WEEK 7/8 - ALL GOOD THINGS...

... come to an end.

Hi guys, back again.  As always I want to thank everyone for reading, commenting and supporting me on this journey.  It really means a lot to me to have you all, your advice and empathy is irreplaceable and is greatly appreciated.  😊

So firstly, let me apologise for not posting last week.  Excuse number 1, work has been extremely busy.  Excuse number 2, I've been extremely busy.  Honest reason, I'm disappointed in myself and was ashamed to post my lack of effort and results and because I'm sick of writing repetitive, negative stuff.  So to combat this, I have decided firstly, to be more accountable – after all I control what I do with my time and my body.  Secondly, to leave the past where it is.  If I wasn't accountable in the first place, then there's no point in me complaining about it now.  And thirdly,  focus on the future and what I'm going to do day by day, week by week, to achieve the goal I set out to achieve.  Namely, a fitter, healthier, happier person.  😁

 Put down the cake and step away from the confectionary!


So here goes.  Truth number 1 – I got lazy!  Truth number 2 – I got cocky.  Truth number 3 (and for me the most important) – I lost sight of my goal.

For those that don't remember my first post, here's a recap.  I'm obese, I'm unhappy, I have unfulfilled dreams, I have illnesses and I don't like any of it!  So I wanted, not to diet, but to use sustenance and nutrition in a positive way.  To use it to help me address those issues and have a positive impact on my life. 



I started off being overzealous lol, then weight loss made me lazy and then I just got plain cocky. 😒  I saw week after week that I was losing weight and so I stopped making the effort.  I lost sight of my goal, to fuel my body with good nourishment, things it needs, things to improve the quality of my life, but I got side tracked by numbers and became careless.  And it showed.  The weight loss slowed down until eventually, last week I only managed to lose 1lb and this week I plateaued. 

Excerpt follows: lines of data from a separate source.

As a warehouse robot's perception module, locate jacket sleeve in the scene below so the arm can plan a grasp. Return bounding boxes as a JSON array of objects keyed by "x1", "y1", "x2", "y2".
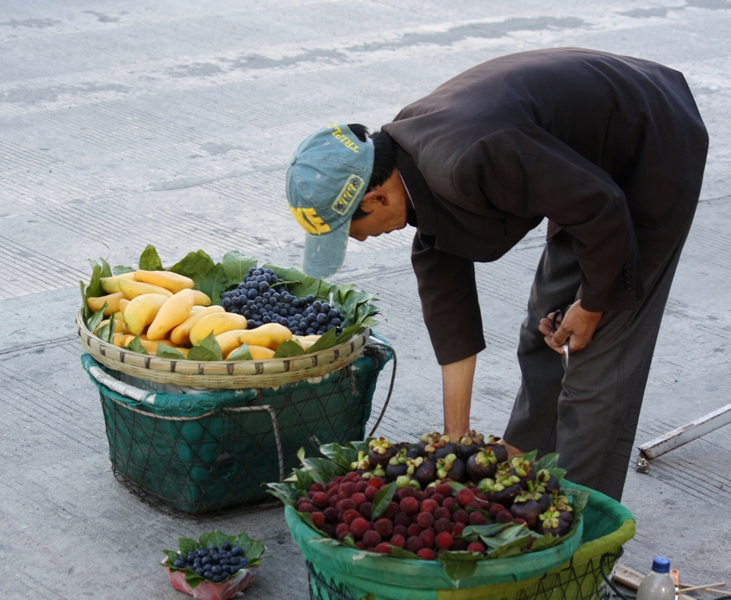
[
  {"x1": 411, "y1": 232, "x2": 485, "y2": 365},
  {"x1": 452, "y1": 126, "x2": 642, "y2": 311}
]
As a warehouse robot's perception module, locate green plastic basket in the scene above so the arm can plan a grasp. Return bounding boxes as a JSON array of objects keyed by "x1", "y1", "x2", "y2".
[
  {"x1": 285, "y1": 484, "x2": 635, "y2": 600},
  {"x1": 81, "y1": 344, "x2": 393, "y2": 514}
]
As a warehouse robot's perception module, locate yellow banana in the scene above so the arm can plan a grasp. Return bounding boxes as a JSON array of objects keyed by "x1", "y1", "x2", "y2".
[
  {"x1": 86, "y1": 292, "x2": 124, "y2": 317},
  {"x1": 147, "y1": 288, "x2": 195, "y2": 340},
  {"x1": 190, "y1": 312, "x2": 246, "y2": 346},
  {"x1": 135, "y1": 269, "x2": 195, "y2": 294},
  {"x1": 193, "y1": 290, "x2": 211, "y2": 306},
  {"x1": 119, "y1": 279, "x2": 173, "y2": 300},
  {"x1": 170, "y1": 304, "x2": 225, "y2": 346},
  {"x1": 123, "y1": 292, "x2": 168, "y2": 335},
  {"x1": 99, "y1": 272, "x2": 135, "y2": 294}
]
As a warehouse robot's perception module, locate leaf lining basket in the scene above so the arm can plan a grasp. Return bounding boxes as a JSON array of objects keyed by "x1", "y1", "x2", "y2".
[{"x1": 76, "y1": 309, "x2": 371, "y2": 389}]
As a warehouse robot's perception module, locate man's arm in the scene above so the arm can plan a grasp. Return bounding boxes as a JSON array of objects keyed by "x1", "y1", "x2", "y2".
[{"x1": 442, "y1": 355, "x2": 477, "y2": 441}]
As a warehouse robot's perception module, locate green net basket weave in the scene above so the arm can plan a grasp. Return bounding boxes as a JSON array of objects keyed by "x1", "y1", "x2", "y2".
[
  {"x1": 285, "y1": 482, "x2": 635, "y2": 600},
  {"x1": 81, "y1": 343, "x2": 393, "y2": 514}
]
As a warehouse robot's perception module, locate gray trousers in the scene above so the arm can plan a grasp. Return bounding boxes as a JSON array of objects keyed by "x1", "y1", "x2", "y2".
[{"x1": 503, "y1": 230, "x2": 688, "y2": 500}]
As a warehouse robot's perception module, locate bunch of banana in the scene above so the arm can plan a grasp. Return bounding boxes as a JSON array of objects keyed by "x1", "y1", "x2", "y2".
[{"x1": 87, "y1": 270, "x2": 320, "y2": 359}]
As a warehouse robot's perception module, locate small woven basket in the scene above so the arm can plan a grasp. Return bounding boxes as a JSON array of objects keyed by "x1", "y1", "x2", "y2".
[{"x1": 76, "y1": 309, "x2": 371, "y2": 389}]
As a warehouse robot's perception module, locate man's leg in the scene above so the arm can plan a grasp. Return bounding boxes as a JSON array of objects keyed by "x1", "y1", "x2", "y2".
[
  {"x1": 503, "y1": 231, "x2": 581, "y2": 454},
  {"x1": 556, "y1": 223, "x2": 687, "y2": 500}
]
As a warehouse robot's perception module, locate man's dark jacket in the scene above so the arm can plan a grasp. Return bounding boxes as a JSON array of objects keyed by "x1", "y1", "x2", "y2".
[{"x1": 383, "y1": 48, "x2": 708, "y2": 364}]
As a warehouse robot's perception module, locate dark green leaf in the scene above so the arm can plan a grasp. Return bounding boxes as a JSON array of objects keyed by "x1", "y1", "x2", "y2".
[
  {"x1": 178, "y1": 538, "x2": 200, "y2": 554},
  {"x1": 371, "y1": 481, "x2": 396, "y2": 521},
  {"x1": 302, "y1": 458, "x2": 346, "y2": 485},
  {"x1": 196, "y1": 263, "x2": 229, "y2": 304},
  {"x1": 307, "y1": 328, "x2": 337, "y2": 354},
  {"x1": 185, "y1": 569, "x2": 203, "y2": 590},
  {"x1": 534, "y1": 452, "x2": 558, "y2": 472},
  {"x1": 292, "y1": 468, "x2": 315, "y2": 492},
  {"x1": 112, "y1": 265, "x2": 137, "y2": 275},
  {"x1": 85, "y1": 258, "x2": 112, "y2": 298},
  {"x1": 437, "y1": 552, "x2": 484, "y2": 584},
  {"x1": 188, "y1": 331, "x2": 223, "y2": 361},
  {"x1": 155, "y1": 343, "x2": 185, "y2": 360},
  {"x1": 221, "y1": 250, "x2": 256, "y2": 287},
  {"x1": 125, "y1": 336, "x2": 147, "y2": 354},
  {"x1": 320, "y1": 442, "x2": 358, "y2": 470},
  {"x1": 139, "y1": 244, "x2": 163, "y2": 271},
  {"x1": 266, "y1": 483, "x2": 300, "y2": 508},
  {"x1": 170, "y1": 250, "x2": 216, "y2": 293},
  {"x1": 274, "y1": 340, "x2": 305, "y2": 358},
  {"x1": 229, "y1": 343, "x2": 253, "y2": 360},
  {"x1": 86, "y1": 302, "x2": 107, "y2": 333}
]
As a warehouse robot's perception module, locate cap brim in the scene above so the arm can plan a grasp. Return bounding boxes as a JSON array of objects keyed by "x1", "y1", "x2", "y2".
[{"x1": 302, "y1": 221, "x2": 350, "y2": 279}]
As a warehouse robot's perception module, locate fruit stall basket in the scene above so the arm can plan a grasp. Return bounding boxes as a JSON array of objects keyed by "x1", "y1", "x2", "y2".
[
  {"x1": 79, "y1": 332, "x2": 395, "y2": 514},
  {"x1": 285, "y1": 484, "x2": 635, "y2": 600}
]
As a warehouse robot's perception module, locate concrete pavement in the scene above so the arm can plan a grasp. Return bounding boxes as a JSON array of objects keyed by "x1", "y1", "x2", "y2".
[{"x1": 0, "y1": 0, "x2": 731, "y2": 600}]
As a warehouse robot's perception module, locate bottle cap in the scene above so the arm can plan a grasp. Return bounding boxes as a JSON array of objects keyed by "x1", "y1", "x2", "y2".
[{"x1": 652, "y1": 556, "x2": 670, "y2": 573}]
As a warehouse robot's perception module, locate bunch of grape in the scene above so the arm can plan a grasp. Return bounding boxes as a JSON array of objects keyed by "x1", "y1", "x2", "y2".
[
  {"x1": 173, "y1": 542, "x2": 248, "y2": 583},
  {"x1": 221, "y1": 267, "x2": 343, "y2": 335}
]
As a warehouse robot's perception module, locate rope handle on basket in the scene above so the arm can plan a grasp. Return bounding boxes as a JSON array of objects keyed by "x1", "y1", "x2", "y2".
[
  {"x1": 89, "y1": 367, "x2": 155, "y2": 404},
  {"x1": 89, "y1": 367, "x2": 284, "y2": 481},
  {"x1": 368, "y1": 332, "x2": 398, "y2": 437}
]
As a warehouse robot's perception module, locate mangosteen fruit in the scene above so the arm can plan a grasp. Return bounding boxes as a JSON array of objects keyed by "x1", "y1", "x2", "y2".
[
  {"x1": 424, "y1": 435, "x2": 457, "y2": 459},
  {"x1": 368, "y1": 437, "x2": 397, "y2": 467},
  {"x1": 350, "y1": 450, "x2": 371, "y2": 475},
  {"x1": 408, "y1": 456, "x2": 437, "y2": 488},
  {"x1": 510, "y1": 456, "x2": 536, "y2": 487},
  {"x1": 437, "y1": 453, "x2": 467, "y2": 482},
  {"x1": 494, "y1": 475, "x2": 523, "y2": 508},
  {"x1": 465, "y1": 448, "x2": 497, "y2": 483},
  {"x1": 536, "y1": 469, "x2": 561, "y2": 494},
  {"x1": 510, "y1": 493, "x2": 542, "y2": 529},
  {"x1": 536, "y1": 510, "x2": 569, "y2": 535},
  {"x1": 417, "y1": 431, "x2": 442, "y2": 454},
  {"x1": 457, "y1": 429, "x2": 485, "y2": 461},
  {"x1": 386, "y1": 448, "x2": 408, "y2": 481}
]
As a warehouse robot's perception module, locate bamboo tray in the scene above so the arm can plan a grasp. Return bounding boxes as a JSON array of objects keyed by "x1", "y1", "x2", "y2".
[{"x1": 76, "y1": 309, "x2": 371, "y2": 389}]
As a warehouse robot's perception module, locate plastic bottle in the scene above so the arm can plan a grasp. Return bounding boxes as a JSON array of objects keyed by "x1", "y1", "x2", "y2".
[{"x1": 637, "y1": 556, "x2": 675, "y2": 600}]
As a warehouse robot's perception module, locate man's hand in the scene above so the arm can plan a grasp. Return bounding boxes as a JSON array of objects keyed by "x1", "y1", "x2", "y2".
[{"x1": 538, "y1": 300, "x2": 603, "y2": 354}]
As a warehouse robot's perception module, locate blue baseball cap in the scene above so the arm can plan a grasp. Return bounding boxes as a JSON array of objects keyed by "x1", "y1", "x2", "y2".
[{"x1": 286, "y1": 125, "x2": 375, "y2": 279}]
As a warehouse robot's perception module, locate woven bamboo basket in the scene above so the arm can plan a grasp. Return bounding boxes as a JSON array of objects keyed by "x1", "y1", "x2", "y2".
[{"x1": 76, "y1": 309, "x2": 371, "y2": 389}]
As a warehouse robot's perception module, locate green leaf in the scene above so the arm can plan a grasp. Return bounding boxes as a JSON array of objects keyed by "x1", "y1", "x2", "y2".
[
  {"x1": 533, "y1": 452, "x2": 558, "y2": 473},
  {"x1": 188, "y1": 331, "x2": 223, "y2": 361},
  {"x1": 437, "y1": 552, "x2": 484, "y2": 584},
  {"x1": 138, "y1": 244, "x2": 163, "y2": 271},
  {"x1": 227, "y1": 342, "x2": 253, "y2": 360},
  {"x1": 178, "y1": 538, "x2": 200, "y2": 554},
  {"x1": 221, "y1": 250, "x2": 256, "y2": 287},
  {"x1": 196, "y1": 263, "x2": 229, "y2": 304},
  {"x1": 155, "y1": 343, "x2": 185, "y2": 360},
  {"x1": 320, "y1": 442, "x2": 358, "y2": 470},
  {"x1": 125, "y1": 335, "x2": 147, "y2": 354},
  {"x1": 371, "y1": 481, "x2": 396, "y2": 521},
  {"x1": 302, "y1": 458, "x2": 347, "y2": 485},
  {"x1": 84, "y1": 258, "x2": 112, "y2": 305},
  {"x1": 86, "y1": 302, "x2": 107, "y2": 333},
  {"x1": 185, "y1": 569, "x2": 203, "y2": 590},
  {"x1": 265, "y1": 483, "x2": 300, "y2": 508},
  {"x1": 112, "y1": 265, "x2": 137, "y2": 275},
  {"x1": 274, "y1": 340, "x2": 305, "y2": 358}
]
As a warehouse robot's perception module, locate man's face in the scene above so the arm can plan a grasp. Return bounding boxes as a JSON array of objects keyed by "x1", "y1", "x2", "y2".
[{"x1": 349, "y1": 185, "x2": 407, "y2": 242}]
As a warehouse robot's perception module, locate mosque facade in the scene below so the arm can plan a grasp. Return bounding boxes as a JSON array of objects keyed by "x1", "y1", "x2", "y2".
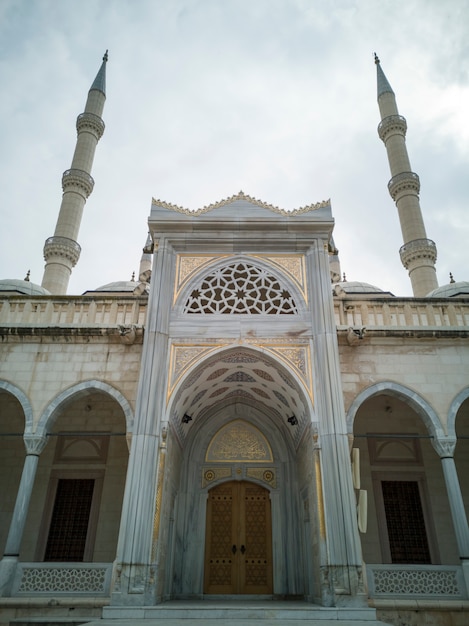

So here I am, week 9, realising that I'm going to have to start again but also realising that it probably won't be my main focus until after Christmas now.  Those poor abandoned kettlebells, still waiting patiently in their box 😔 let me tell you, in this weather, the kettle is going to be seeing more action than the kettlebells!

No excuses now, lol... beginners workout!


But the truth is, no matter how distracted I get, how unfocused I am, how lazy I feel... my goal remains!  I want this!  I want a happier, healthier life.  I want the feeling of success, I want the feeling of a healthier body and I want to see, mark, record, share my achievements because at a point in this lifelong journey, I want to do something momentous, monumental, amazing, something to celebrate triumph over trials and something to show everyone that said I can't or I won't, for everyone that didn't believe in me or believe in themselves, I can, you can and we will!  Nothing is impossible and it starts inside of us. 😊

Week 9 – make better decisions, don't lose focus, imagine their faces and the feeling of success!